Nicht nur die Nachtgastronomie profitiert von den neuen Öffnungsschritten

Sujetbild: Gay Bar
Adobe Stock

Ab heute werden die strengen Corona-Regeln weiter gelockert: Mit dem Wegfall der Sperrstunde hat nun auch die Nachtgastronomie wieder eine Perspektive – auch, wenn die Öffnungsbestimmungen in Wien aus Angst vor der Delta-Variante des Virus strenger ausgelegt werden. 

3-G-Regel bleibt gültig, auch Registrierungspflicht bleibt

So bleibt für alle Besuche in der Gastronomie die “3-G-Regel“ gültig – Besucher müssen also entweder getestet, genesen oder geimpft sein. Auch die Registrierungspflicht bleibt für alle erhalten, die länger als 15 Minuten in einem Lokal sind. So sollen bei einer Infektion die Kontakte besser nachvollzogen werden können.
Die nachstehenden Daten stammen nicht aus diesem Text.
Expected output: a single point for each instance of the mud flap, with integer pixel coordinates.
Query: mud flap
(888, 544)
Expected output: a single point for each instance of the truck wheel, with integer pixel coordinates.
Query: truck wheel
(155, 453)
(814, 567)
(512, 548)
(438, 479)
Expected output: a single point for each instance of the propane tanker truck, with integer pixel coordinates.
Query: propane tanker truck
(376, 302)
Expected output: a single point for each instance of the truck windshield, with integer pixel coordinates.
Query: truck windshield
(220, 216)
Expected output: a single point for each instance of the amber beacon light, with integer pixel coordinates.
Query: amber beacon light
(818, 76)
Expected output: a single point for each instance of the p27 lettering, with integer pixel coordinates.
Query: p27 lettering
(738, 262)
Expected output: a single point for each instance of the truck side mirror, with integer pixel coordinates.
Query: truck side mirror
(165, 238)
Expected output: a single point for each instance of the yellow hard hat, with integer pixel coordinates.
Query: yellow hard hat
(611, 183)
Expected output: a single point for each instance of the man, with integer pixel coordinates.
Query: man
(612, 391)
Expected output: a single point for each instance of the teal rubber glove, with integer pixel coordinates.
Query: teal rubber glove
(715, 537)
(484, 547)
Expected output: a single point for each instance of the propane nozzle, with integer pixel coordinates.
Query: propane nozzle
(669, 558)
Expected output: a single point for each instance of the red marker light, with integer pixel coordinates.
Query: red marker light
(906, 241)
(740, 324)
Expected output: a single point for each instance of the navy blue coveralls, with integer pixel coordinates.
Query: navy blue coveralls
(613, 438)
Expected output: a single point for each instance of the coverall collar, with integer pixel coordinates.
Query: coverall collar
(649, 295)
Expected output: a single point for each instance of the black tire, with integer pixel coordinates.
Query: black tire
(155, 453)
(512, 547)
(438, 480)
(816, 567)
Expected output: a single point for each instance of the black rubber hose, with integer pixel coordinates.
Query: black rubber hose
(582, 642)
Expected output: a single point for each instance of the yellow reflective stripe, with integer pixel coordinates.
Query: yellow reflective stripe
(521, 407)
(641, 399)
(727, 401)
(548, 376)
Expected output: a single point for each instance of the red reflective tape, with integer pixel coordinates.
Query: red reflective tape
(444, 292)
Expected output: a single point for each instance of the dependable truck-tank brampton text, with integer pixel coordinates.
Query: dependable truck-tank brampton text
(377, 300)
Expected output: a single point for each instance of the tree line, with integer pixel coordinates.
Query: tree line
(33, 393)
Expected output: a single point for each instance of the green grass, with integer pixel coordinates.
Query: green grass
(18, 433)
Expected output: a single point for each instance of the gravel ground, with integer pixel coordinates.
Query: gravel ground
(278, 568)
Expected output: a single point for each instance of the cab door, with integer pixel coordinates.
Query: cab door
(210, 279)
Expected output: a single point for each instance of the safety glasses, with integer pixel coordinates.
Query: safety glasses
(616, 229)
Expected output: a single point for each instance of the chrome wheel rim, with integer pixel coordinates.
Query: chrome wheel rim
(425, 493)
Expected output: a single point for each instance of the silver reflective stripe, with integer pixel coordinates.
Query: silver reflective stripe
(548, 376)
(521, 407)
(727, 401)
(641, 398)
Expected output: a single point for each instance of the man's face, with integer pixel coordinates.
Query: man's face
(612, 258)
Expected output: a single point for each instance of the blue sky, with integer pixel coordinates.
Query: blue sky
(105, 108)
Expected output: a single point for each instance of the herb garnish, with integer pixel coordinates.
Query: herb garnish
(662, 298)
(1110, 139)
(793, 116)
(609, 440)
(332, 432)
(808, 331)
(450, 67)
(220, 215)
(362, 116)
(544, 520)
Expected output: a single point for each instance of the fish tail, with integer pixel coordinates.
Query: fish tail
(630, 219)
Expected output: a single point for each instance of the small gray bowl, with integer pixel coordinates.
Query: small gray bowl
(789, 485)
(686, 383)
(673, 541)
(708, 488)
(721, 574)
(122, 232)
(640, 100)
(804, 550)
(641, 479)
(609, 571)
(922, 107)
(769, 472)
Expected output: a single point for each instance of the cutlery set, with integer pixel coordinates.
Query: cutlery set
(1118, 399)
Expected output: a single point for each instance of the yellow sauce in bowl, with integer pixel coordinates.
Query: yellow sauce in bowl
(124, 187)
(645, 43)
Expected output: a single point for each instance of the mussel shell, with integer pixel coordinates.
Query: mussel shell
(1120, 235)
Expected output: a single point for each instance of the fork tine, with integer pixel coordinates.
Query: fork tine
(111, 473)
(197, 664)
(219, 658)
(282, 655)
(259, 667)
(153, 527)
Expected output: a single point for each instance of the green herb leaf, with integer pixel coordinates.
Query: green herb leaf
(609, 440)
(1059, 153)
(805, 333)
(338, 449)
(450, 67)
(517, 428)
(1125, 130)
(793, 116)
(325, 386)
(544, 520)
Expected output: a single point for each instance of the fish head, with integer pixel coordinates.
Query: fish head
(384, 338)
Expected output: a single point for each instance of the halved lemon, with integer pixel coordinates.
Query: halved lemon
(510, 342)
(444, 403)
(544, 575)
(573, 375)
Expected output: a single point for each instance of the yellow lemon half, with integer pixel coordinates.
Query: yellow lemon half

Die Registrierungspflicht gilt auch für Gastronomie- und Beherbergungsbetriebe, nicht öffentliche Sport- und Freizeiteinrichtungen sowie bei Zusammenkünften mit mehr als 100 Personen. 

Was allerdings fällt, ist die Maskenpflicht in der Gastronomie. Bis gestern mussten Gäste und Personal außerhalb des Tisches eine FFP-2-Maske tragen. Auch Kontaktbeschränkungen, Abstandsregeln oder Beschränkungen der Personenzahl pro Quadratmeter wurden abgeschafft. Außerdem gibt es für die Lokale keine Sperrstunde mehr. Lokale ohne klassische Sitzplätze, also Discos oder Clubs, dürfen aber voraussichtlich bis 22. Juli nur zu 75 Prozent ausgelastet sein. 

Auch die letzten Lokale machen jetzt auf

Einige Lokale, die noch immer geschlossen hatten, haben bereits angekündigt, in den nächsten Wochen wieder zu öffnen. Das Hard On hat angekündigt, seine Pforten ab 9. Juli wieder zu öffnen. Das F56 sperrt bereits am morgigen Freitag wieder auf. Andere Bars verlängern ihre Öffnungszeiten: So kann beispielsweise im Village wieder bis drei Uhr früh gefeiert werden, auch im Café Savoy kann man jetzt am Wochenende wieder bis zwei Uhr tratschen. 

Im Rahmen der 3-G-Zutrittsbeschränkungen werden übrigens in Wien die “Wohnzimmer-Schnelltests”, also zu Hause gemachte Antigen-Schnelltests, nicht mehr akzeptiert. Gültig sind hingegen die “Alles gurgelt”-Selbsttest, weil diese PCR-Tests sind, sowie Schnelltests aus einer Teststraße oder Apotheke. Ob einige Wirte mit ihrem Hausrecht strengere Regeln erlassen werden, steht noch nicht fest. 

Auch außerhalb der Gastronomie gibt es Vereinfachungen: So ist in öffentlichen Verkehrsmitteln, dem Handel und den Museen ein Mund-Nasen-Schutz (MNS) ausreichend. Damit fällt auch die Maskenpflicht bei körpernahen Dienstleistungen wie etwa Friseuren oder Masseuren. Mit 22. Juli soll der MNS nur mehr in öffentlichen Verkehrsmitteln und Supermärkten notwendig sein.